Space weather describes the variable conditions in near-Earth space, driven by the interaction between the continuous outflow of the Solar atmosphere (the solar wind) and the Earth. Space weather is often benign, representing a steady state to which our infrastructure is well designed. However, during global intense events known as geomagnetic storms the near-Earth space environment becomes energized: these hazardous conditions can damage or destroy key infrastructure such as satellites and power networks.

Space weather forecasting is a relatively young field, yet one that has advanced significantly in the last decade, particularly with the adoption of AI methods. Detailed evaluation of the "first wave" of models has highlighted where we urgently need to improve our capabilities. This project will target one (or more) key avenues of enquiry, to enable the next-generation of space weather forecasting models that we require, for example:

A) Damaging space weather events are rare, with major (but localised) damage occurring a few times a decade.

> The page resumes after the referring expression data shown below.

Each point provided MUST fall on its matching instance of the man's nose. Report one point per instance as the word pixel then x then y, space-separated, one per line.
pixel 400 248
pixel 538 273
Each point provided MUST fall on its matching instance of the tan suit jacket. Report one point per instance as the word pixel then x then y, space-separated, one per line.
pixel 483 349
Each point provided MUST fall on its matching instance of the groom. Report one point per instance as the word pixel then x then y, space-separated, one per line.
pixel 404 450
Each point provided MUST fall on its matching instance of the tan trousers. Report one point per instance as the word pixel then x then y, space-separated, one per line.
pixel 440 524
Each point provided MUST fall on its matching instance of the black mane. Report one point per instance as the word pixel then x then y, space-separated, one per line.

However, this raises a key issue for our ability to train advanced AI models. Whilst we have several decades of data available, from ground observatories and satellites, the events we need to forecast appear infrequently. This manifests as a severe data imbalance. How do we then best produce accurate forecasts, minimizing false alarms yet providing the warning we require?

B) Near-Earth space reacts to the solar wind on a huge range of timescales. Even fast changes in the character of the solar wind can initiate both immediate (~minutes) and delayed (~hours) consequences. Forecasting models need to be provided with an input that summarizes recent conditions, but what volume of historical input do we need to provide?

If the time interval is extensive, requiring a very large input vector, can we reduce the dimensionality of this input while retaining the key information? There are numerous parameters that we can use to describe the solar wind, but which ones provide the most benefit to a multivariate forecasting models?